The Australian hospital ship AHS Centaur, which was a clearly marked WWII hospital ship traveling from Sydney to Port Moresby, was struck by a Japanese torpedo in 1943 off the coast of Queensland, Australia. It is unclear why it was targeted. Of the 332 passengers, 64 survived and were rescued by an American ship after waiting 35 hours on liferafts. The ship’s wreckage was discovered in 2009 and the site is protected to prevent souvenir hunters from raiding the remains.

Batu Hitam

Source: Jacklee / Wikimedia Commons

This ancient Arabian ship, also known as the Belitung shipwreck and the Tang shipwreck, is likely to be up to 2,500 years old. It was likely traveling from China to Africa when it sank in 830 BCE about one mile off the coast of Belitung Island, Indonesia.

The ship was carrying what may be the largest collection of Tang Dynasty artifacts ever discovered – over 60,000 pieces – when it was found in 1998. Valued at about $90 million, the treasures recovered from the shipwreck are mostly ceramics and pottery, including bowls, spice jars, and funeral urns.

Nuestra Señora de las Mercedes

Source: Pool / Getty Images Entertainment via Getty Images

The Nuestra Señora de las Mercedes, a Spanish frigate sunk by the Royal Navy in 1804, may just be the most valuable shipwreck ever discovered.

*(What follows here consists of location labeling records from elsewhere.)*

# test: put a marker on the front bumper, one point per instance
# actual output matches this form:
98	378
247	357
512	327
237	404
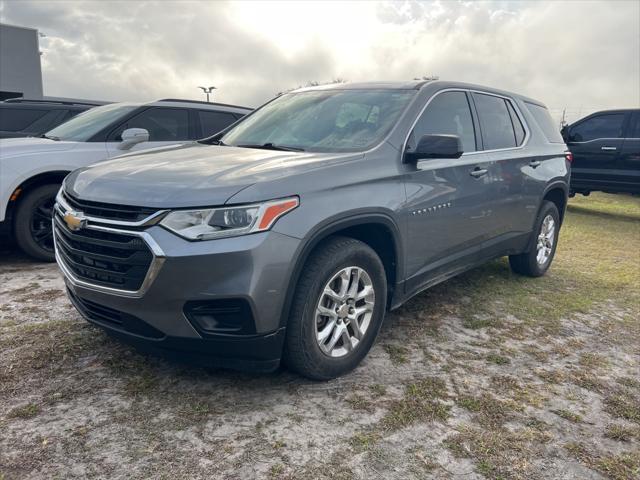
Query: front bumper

It was sunk off the coast of Portugal in the Battle of Cape Santa Maria and was discovered in 2007. About $500 million in gold has been recovered from the wreck.

The Spanish and Peruvian governments have both claimed ownership of the gold, and in 2012 a U.S. Supreme Court case granted Spain rights to the treasure. Along with other artifacts from the shipwreck, the gold is now on display in museums across Spain.